Masih segar dan murni dari polusi modernitas dan pabrik-pabrik industri. Setidaknya,
sebelum para cukong merampas eksotisme itu.
Namun kapitalisme beserta
genangan industrialnya hanya satu hal dari banyak problematika. Ada juga para
orientalisme disana. Mereka bersembunyi di bawah kedok antropologi dan
urgenitas ilmu pengetahuan. Sembari diam-diam, melenyapkan Tuhan lama
masyarakat adat dan menggantinya dengan yang baru.
Lalu kita bertanya: atas dasar
apakah seseorang mengaku beradab? Sedangkan peradaban kerapkali dibangun dengan
laku barbar.
Amerika adalah contoh klise
dan gampang. Suku Indian pribumi dengan mudah digerus kemewahan tradisi mereka.
Lantas dengan dalih teknologi, mereka bantai pribumi dan membangun kota di atas
tumpukan pusara yang tak bernama. Bangsa Amerika sejati adalah orang asing.
Sekelabat manusia bawah tanah
Dostoyevski amat masuk akal disini, “tukang
jagal paling cakap adalah orang paling beradab.”
Dalam film God Must be Crazy, kita mengenal suku-suku
terpinggir di dataran Afrika tandus yang tak mengenal konflik. Koheren dengan
Erich Fromm tatkala mengutarakan tesisnya: masyarakat komunal tradisional
adalah contoh terbaik dari kaum yang jauh dari peperangan.
Meski ada juga suku Dobu.
Mereka tipikal masyarkat persukuan yang berperilaku individual-agresif.
Kekhasan kepemilikan pribadi diantara mereka ditandai dengan cara perolehan
melalui kekerasan dan kekejaman. Dalam Akar
Kekerasan Fromm, Dobu adalah pengecualian yang sangat sedikit jenisnya.
Bukankah amat tergesa-gesa
bila menggeneralisir semua masyarakat primitf barbar hanya karena satu contoh
kasuistik? Sedang mayoritas mereka adalah penyayang kosmos, pelaku aktif
gotong-royong, mencintai kedamaian dan keharmonisan sesama manusia.
Syahdan, tanya yang
menggantung dibelakang tidak lebih dari sekadar pertanyaan retoris belaka. Toh roda
zaman tetap bergulir juga. Dan mereka yang merasa angkuh atas ilmu pengetahuan
dan teknologi merasa berkewajiban meluluhlantakkan mitos tradisi masa silam.
Ironisnya, barangkali modernitas telah menjadi mitos itu sendiri.
Sedangkan yang masih konsisten
terhadapa kekayaan masa lalu mereka, harus bertahan hidup dalam keterkucilan
yang paling pinggir.

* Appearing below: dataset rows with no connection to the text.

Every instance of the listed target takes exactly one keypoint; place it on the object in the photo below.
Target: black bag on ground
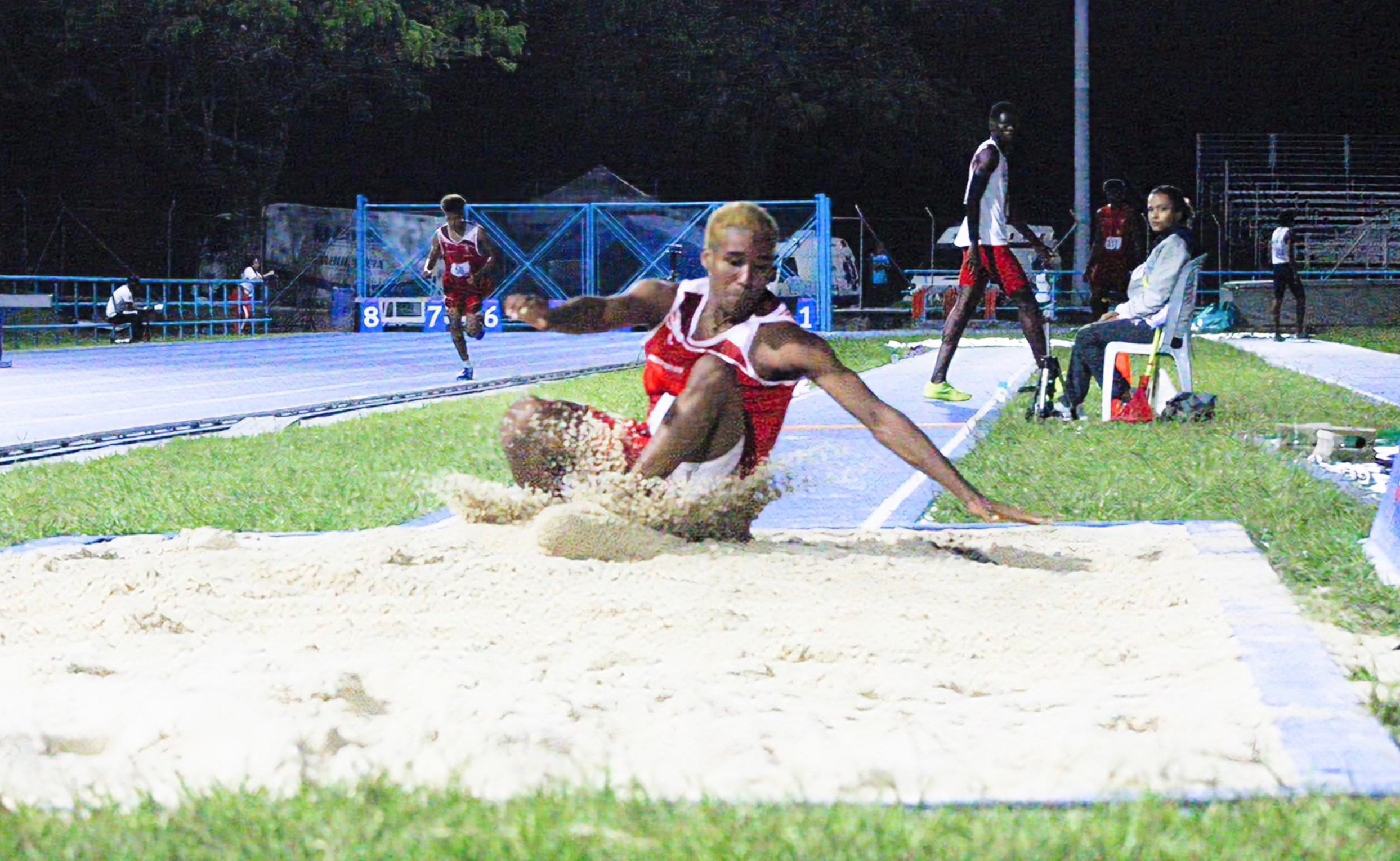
(1189, 407)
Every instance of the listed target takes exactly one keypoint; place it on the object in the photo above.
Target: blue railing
(1209, 289)
(194, 307)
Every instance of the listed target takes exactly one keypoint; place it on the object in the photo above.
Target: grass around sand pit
(378, 471)
(378, 821)
(353, 475)
(1095, 471)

Suara mereka redam oleh pekaknya hiruk pikuk dunia; hanyut
oleh riuhnya peradaban yang gegap gempita.
Adapun kelompok yang mendaku
kaum intelektual – seperti para linguis yang diserapahi Saúl – kerap menjadikan
mereka kelinci eksperimen dan penelitian semata. Seakan masyarakat adat dan
persukuan harus ada bukan karena hak mereka, tetapi sebagai objek penyelidikan
perilaku nenek moyang manusia.
Alih-alih seagai pemicu hasrat
memperjuangkan hak yang teralienasi, justru mempertegas posisi komunitas kecil
tersebut yang marjinal. Yang dalam bahasa Gayatra Spavik, kelompok sub-altern.
Pemikir India
pascakolonialisme itu gemar mengkritik konsep “Intellectual Organic” dalam hubungannya dengan kaum tertindas yang
tak mampu bersuara, sub-altern. Katanya,
seorang intelektual harus mendampingi kaum marjinal untuk bersuara sendiri;
merangsang keagenan yang muncul dari dalam ketertindasan itu.
Gagasan Gayatri Spivak
sesungguhnya adalah ujian bagi konsep demokrasi: jika kebebasan bersuara perlu
digalakan, maka kebebasan untuk mempertahankan adat tradisi juga perlu
diakomodir – karena demokrasi bukanlah hegemoni nalar modernitas sahaja.
Ataukah barangkali manusia
adalah makhluk yang aneh. Acapkali mereka mengkonstruksi dunia dengan kedok
“ilmu pengetahuan.” Lalu di atas puing-puing yang hancur itu, mereka memeras
ingatan sembari mengumbar penyesalan atas apa yang hilang; barangkali kita
senang menghancurkan, hanya demi bernostalgia dengan kenangan.
Seperti narator El-Hablador, di Firenze, dia ketemu
dengan Galeri Marfatti. Disana foto-foto serta benda peninggalan suku-suku
Amazon dipajang dalam etalase. Ada juga suku Machiguenga disana. Dengan penuh
ketakziman, para pengunjung menikmati keajaiban sejarah dan masa depan.
Tanpa peduli suku-suku itu
masih ada. Atau tepatnya, tidak peduli ada tidaknya.